Saltydog Investor’s latest review of performance data shows there’s a fund region topping the charts over the past four, 12 and 26 weeks.

 
Last week, when we reviewed our fund performance data up to 16 September, we noticed how some of the funds from the Japanese sector had taken off in recent weeks.

Here is an excerpt from last week’s reports showing the leading funds from the Japan and Japanese Smaller Companies sectors, based on their performance over the previous 26 weeks.
 

 
I have checked again this morning, and the top three funds so far this month are all from the Japan sector.

LF Morant Wright Japan is at the top, followed by Man GLG Japan CoreAlpha, and then LF Morant Wright Nippon Yield. Out of the top 20 funds, ranked by their month-to-date returns, 13 are from either the Japan or the Japanese Smaller Companies sector.

Although Japan is the world’s third-largest economy, behind the US and China, it is unusual to see the funds that invest in it making their way to the top of our tables.

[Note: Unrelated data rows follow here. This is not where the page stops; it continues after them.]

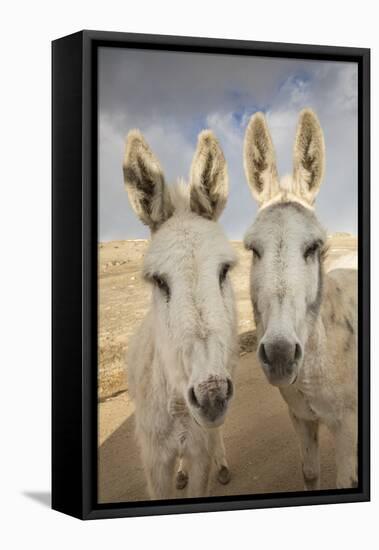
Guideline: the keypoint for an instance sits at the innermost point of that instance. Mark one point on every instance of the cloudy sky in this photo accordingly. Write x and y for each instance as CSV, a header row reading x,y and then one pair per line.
x,y
172,96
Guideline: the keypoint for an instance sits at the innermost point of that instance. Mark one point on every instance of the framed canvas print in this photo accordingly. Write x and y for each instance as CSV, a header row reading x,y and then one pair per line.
x,y
210,275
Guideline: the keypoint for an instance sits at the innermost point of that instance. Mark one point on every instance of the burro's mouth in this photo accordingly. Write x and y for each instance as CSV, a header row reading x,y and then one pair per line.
x,y
208,424
278,376
209,400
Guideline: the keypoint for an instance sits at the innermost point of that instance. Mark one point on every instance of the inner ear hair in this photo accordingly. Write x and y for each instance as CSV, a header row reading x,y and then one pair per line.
x,y
259,160
309,156
144,182
208,178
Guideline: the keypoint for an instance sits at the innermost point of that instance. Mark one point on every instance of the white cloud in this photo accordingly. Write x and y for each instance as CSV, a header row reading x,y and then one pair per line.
x,y
172,97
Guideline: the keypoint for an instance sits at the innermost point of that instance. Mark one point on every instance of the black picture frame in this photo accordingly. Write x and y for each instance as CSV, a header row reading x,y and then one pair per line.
x,y
74,273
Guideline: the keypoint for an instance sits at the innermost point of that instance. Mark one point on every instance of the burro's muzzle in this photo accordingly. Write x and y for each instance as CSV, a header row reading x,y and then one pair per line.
x,y
280,357
209,400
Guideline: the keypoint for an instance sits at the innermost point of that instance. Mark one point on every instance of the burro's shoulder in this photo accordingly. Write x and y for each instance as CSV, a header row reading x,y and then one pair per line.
x,y
341,287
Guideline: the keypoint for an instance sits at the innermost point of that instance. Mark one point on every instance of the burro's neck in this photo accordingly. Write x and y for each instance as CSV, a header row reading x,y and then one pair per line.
x,y
315,353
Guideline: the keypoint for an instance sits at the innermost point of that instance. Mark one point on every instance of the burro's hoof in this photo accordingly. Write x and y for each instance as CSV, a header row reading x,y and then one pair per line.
x,y
223,475
181,479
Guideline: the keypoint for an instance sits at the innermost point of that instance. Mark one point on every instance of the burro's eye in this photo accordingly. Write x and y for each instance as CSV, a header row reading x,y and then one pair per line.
x,y
162,284
256,254
223,272
311,250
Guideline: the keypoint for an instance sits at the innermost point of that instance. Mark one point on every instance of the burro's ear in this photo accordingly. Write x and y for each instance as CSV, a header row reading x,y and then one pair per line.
x,y
208,178
144,182
259,160
308,156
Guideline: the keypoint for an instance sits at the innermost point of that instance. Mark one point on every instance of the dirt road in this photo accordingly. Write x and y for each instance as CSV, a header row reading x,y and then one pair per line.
x,y
260,443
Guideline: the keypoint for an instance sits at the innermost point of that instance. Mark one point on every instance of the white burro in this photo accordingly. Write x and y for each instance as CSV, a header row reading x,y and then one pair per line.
x,y
181,359
306,318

Japan’s stock market rose sharply in the 1980s powered by a strong export-driven economy. The Nikkei 225 went from around 6,500 at the beginning of the decade to an all-time high of nearly 39,000 at the end of 1989.

During that period there was also a real estate boom that eventually collapsed in the early 1990s. The bursting of the asset price bubble led to a prolonged period of economic stagnation, known as the “Lost Decade”. Japan’s stock market experienced a sharp decline, with the Nikkei 225 losing over half its value from its peak in 1989.

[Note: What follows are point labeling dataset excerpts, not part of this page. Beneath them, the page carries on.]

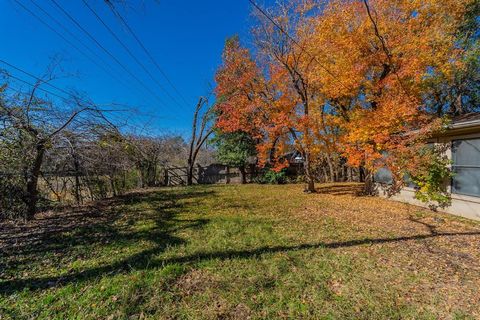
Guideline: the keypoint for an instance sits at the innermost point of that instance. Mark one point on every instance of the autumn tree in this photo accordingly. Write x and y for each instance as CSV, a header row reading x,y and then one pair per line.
x,y
235,149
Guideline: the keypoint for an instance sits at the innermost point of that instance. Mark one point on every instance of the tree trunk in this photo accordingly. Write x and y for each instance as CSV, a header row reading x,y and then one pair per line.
x,y
76,166
369,187
243,175
309,174
32,181
190,172
330,168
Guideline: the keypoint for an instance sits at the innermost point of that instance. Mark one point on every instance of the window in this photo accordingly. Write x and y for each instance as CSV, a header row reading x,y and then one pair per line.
x,y
466,167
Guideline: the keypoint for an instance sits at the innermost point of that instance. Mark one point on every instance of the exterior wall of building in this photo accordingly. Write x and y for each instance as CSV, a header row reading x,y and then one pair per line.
x,y
462,205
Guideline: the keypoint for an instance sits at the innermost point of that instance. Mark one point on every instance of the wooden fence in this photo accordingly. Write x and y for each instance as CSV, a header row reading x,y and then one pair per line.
x,y
212,174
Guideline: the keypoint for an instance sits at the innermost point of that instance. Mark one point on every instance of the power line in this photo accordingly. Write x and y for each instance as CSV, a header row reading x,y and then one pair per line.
x,y
279,27
72,35
38,88
147,52
60,35
106,50
35,77
129,51
40,81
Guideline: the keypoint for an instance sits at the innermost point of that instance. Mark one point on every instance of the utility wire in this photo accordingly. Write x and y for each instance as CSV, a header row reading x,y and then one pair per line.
x,y
37,87
95,62
42,81
279,27
33,76
71,34
147,52
129,51
106,50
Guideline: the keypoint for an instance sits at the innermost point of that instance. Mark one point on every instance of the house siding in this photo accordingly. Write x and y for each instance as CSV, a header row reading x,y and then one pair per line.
x,y
462,205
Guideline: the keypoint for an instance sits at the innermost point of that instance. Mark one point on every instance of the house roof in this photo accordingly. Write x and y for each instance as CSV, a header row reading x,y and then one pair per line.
x,y
472,117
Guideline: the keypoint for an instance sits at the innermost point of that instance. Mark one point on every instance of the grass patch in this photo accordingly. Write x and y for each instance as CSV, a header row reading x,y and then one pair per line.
x,y
239,252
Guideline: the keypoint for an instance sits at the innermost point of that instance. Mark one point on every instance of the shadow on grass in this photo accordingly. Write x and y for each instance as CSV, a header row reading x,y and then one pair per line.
x,y
341,189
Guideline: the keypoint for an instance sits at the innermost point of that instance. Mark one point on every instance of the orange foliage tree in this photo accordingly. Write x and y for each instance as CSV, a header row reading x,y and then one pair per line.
x,y
343,76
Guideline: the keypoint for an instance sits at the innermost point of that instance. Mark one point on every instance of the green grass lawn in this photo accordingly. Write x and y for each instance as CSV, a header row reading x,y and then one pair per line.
x,y
241,252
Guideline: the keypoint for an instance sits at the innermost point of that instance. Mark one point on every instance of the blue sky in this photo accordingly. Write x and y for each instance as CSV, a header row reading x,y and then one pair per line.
x,y
185,37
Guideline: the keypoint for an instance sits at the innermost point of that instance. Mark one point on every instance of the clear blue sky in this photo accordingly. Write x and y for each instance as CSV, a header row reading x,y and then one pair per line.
x,y
185,37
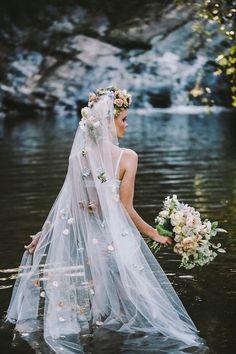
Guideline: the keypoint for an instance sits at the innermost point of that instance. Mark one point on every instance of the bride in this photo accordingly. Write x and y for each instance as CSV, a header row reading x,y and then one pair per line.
x,y
89,266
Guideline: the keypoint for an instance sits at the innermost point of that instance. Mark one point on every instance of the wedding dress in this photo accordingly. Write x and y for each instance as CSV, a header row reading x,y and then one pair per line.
x,y
91,263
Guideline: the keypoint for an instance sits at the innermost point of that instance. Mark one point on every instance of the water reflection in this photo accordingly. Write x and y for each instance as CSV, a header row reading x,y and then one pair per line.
x,y
102,341
190,155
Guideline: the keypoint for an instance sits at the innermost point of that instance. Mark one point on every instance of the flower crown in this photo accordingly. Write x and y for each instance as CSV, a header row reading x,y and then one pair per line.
x,y
91,125
122,99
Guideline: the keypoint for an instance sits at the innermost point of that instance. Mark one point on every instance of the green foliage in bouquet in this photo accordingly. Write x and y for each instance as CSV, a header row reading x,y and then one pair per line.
x,y
191,235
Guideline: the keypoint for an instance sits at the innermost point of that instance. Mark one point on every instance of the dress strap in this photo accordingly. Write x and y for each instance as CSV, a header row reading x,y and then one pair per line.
x,y
118,162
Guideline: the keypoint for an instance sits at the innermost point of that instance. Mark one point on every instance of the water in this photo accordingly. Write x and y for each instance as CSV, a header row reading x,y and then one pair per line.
x,y
191,155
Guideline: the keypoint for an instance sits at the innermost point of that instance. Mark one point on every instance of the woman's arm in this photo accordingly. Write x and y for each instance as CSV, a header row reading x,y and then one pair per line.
x,y
129,164
32,245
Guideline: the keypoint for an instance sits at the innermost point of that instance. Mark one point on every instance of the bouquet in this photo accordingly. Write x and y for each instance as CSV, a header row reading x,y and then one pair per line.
x,y
192,236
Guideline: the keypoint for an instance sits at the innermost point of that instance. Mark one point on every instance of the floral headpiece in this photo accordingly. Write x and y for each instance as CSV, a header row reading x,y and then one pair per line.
x,y
122,99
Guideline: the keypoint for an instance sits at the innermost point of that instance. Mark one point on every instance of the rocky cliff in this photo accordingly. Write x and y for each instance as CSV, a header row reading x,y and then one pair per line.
x,y
53,55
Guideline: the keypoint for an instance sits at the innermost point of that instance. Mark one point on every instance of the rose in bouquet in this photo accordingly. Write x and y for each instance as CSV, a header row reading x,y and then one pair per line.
x,y
192,237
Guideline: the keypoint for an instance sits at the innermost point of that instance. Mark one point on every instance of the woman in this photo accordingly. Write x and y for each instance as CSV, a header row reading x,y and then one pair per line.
x,y
89,264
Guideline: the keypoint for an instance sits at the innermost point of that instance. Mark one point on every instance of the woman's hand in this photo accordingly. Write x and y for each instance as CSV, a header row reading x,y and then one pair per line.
x,y
32,245
161,239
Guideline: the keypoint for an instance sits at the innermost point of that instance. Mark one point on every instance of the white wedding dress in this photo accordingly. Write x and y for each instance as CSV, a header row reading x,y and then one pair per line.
x,y
91,263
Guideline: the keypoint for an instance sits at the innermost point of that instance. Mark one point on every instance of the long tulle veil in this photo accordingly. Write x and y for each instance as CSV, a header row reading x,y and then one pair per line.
x,y
91,263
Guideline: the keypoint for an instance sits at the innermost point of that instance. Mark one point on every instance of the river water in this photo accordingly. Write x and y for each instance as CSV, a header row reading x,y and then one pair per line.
x,y
191,155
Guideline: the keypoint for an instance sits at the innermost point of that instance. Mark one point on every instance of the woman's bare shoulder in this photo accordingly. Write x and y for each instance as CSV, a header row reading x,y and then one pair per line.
x,y
130,154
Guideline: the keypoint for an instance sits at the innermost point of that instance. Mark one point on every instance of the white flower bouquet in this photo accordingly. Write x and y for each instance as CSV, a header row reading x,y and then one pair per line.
x,y
191,236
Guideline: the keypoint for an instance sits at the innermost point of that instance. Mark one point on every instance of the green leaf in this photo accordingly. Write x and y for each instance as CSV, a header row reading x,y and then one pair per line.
x,y
163,231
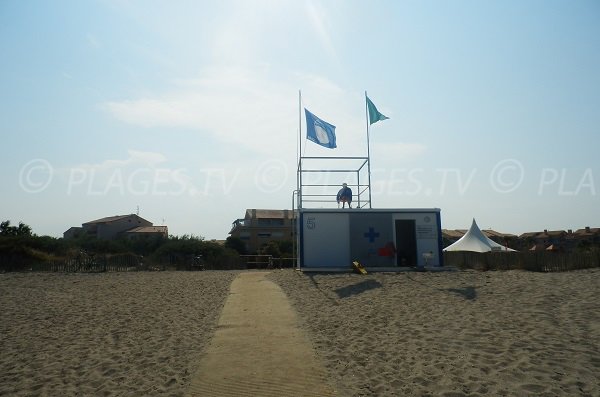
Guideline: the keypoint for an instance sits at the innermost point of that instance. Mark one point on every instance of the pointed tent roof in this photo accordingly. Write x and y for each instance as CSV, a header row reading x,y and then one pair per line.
x,y
475,240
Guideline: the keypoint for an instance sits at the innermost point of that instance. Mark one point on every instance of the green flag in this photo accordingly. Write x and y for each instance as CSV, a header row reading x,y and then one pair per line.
x,y
374,115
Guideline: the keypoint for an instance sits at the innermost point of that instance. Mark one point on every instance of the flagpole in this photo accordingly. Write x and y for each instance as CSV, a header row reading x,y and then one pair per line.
x,y
368,149
299,154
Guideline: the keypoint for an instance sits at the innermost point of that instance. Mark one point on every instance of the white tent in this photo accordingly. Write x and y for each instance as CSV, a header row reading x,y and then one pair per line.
x,y
475,240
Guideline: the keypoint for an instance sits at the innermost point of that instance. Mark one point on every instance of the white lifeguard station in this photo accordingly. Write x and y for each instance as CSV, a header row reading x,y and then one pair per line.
x,y
329,238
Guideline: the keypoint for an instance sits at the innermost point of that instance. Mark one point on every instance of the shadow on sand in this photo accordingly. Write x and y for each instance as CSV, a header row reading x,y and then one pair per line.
x,y
357,288
469,293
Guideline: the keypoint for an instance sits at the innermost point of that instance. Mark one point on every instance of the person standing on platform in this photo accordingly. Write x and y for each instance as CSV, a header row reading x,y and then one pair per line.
x,y
345,196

Japan’s economy gradually recovered during the early 2000s, driven by exports and increased business efficiency. However, like many other countries, it was caught up in the global financial crisis in 2008, which led to a brief economic downturn.

In 2012, Shinzo Abe became prime minister and implemented a set of economic policies known as Abenomics. These policies aimed to combat deflation, stimulate economic growth, and weaken the yen to boost exports.

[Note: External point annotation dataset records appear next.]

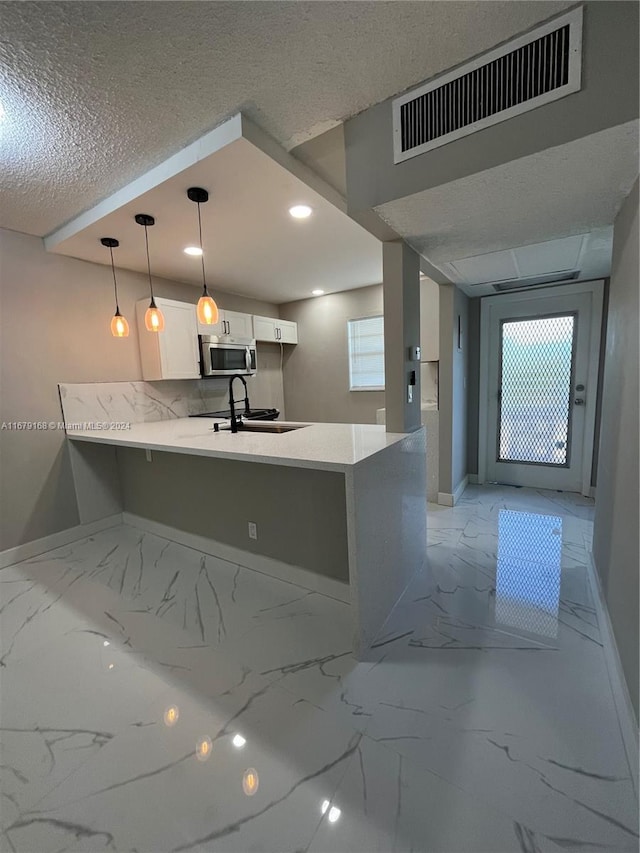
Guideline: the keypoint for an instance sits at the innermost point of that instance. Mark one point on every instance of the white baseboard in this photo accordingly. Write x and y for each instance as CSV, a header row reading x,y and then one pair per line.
x,y
447,499
56,540
257,562
621,697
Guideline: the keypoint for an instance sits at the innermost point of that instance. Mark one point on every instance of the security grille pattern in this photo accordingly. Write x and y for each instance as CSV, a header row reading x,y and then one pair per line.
x,y
528,571
536,378
522,75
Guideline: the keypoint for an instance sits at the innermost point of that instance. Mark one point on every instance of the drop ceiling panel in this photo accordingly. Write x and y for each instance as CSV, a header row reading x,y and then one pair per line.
x,y
496,266
554,255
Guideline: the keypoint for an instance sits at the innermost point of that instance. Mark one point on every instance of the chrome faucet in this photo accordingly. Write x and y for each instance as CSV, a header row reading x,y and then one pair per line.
x,y
237,421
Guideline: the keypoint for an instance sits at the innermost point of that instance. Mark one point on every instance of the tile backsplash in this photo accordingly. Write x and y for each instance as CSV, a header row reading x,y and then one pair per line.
x,y
140,402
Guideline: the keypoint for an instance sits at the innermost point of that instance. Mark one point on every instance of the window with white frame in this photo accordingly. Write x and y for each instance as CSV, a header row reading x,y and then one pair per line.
x,y
366,354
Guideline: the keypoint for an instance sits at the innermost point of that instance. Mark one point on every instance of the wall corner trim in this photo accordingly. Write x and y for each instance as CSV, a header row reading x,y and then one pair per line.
x,y
56,540
448,499
617,681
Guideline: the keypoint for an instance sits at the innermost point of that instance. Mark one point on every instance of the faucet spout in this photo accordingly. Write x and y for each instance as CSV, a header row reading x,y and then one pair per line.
x,y
235,421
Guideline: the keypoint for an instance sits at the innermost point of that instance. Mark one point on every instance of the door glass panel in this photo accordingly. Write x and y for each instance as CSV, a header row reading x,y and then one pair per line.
x,y
536,374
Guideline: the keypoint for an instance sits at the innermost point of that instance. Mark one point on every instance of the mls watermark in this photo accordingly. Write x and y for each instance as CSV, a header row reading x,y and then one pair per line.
x,y
43,426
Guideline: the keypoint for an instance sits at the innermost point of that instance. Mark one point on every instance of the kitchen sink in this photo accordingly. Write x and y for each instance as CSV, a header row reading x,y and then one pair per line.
x,y
268,427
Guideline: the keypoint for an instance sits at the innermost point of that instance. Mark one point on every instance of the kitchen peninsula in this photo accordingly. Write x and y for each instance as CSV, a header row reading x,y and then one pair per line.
x,y
339,508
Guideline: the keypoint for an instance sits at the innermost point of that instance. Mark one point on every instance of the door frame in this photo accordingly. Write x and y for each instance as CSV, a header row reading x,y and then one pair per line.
x,y
596,289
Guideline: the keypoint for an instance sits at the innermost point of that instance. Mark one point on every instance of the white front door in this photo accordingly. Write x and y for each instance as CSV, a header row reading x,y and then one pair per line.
x,y
541,351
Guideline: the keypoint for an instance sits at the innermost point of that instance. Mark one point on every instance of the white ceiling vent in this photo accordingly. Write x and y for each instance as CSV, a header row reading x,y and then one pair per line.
x,y
536,68
522,266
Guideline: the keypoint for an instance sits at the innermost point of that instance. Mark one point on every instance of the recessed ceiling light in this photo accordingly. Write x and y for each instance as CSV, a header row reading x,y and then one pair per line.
x,y
300,211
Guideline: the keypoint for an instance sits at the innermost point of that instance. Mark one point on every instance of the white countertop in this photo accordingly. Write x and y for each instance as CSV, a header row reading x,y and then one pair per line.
x,y
331,447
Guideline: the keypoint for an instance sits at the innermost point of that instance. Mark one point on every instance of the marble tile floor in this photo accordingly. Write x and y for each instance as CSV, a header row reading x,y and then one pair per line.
x,y
157,699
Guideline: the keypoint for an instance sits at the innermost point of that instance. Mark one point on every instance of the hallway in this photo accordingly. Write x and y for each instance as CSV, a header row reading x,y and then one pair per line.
x,y
158,699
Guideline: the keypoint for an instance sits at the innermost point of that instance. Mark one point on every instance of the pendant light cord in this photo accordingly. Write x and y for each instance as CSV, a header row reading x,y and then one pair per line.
x,y
115,283
146,240
204,278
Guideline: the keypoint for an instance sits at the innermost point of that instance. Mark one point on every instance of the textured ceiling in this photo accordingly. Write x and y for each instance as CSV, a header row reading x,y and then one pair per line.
x,y
570,189
253,246
96,93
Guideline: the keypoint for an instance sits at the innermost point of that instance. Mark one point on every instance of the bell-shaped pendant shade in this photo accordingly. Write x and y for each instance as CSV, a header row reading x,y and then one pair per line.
x,y
119,326
207,310
153,318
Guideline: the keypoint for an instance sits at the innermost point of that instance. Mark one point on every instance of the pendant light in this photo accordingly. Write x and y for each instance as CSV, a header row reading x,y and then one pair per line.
x,y
119,325
153,319
207,308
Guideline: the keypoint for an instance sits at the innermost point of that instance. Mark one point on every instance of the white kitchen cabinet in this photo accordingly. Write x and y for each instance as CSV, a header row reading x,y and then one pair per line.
x,y
173,353
231,325
271,329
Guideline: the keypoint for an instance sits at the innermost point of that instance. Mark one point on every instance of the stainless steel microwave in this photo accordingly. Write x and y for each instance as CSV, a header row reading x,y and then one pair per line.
x,y
225,359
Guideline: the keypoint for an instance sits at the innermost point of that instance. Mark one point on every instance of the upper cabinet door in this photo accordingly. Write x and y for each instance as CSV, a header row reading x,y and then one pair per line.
x,y
264,328
173,353
238,325
271,329
179,358
212,328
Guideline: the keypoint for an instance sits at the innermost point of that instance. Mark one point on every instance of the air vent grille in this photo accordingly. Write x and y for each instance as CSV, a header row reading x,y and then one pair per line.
x,y
517,77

The stock market initially responded positively to Abenomics, and the economy showed signs of improvement. From the start of 2012 to the end of 2019, the Nikkei 225 went up from around 8,500 to over 23,000, a rise of more than 175%.

Then the Covid-19 pandemic had a significant impact on Japan’s economy, leading to a recession in 2020. From then on it started to recover. The Nikkei 225 briefly went above 30,000 at the end of 2021, before dropping back down to around 26,000 at the end of last year.

Abe was replaced by Yoshihide Suga in 2020, who resigned a year later following criticism of his handling of the Covid-19 pandemic. Fumio Kishida took over in October 2021. All three are from the Liberal Democratic party, but Prime Minister Kishida is looking to move away from the Abenomics policies, which he said were not enough to create a sustainable and inclusive economy.

So far this year, the Nikkei has gone up by 25% and in June went back above 33,000 for the first time since 1990. It dropped below 31,500 in August, but subsequently recovered. The largest gains were in May, when it went up by 7%, and June, when it rose by 7.5%.

At the moment I am not sure exactly what has driven the funds investing in Japan up so steeply in the past few weeks, but they are certainly worth keeping an eye on.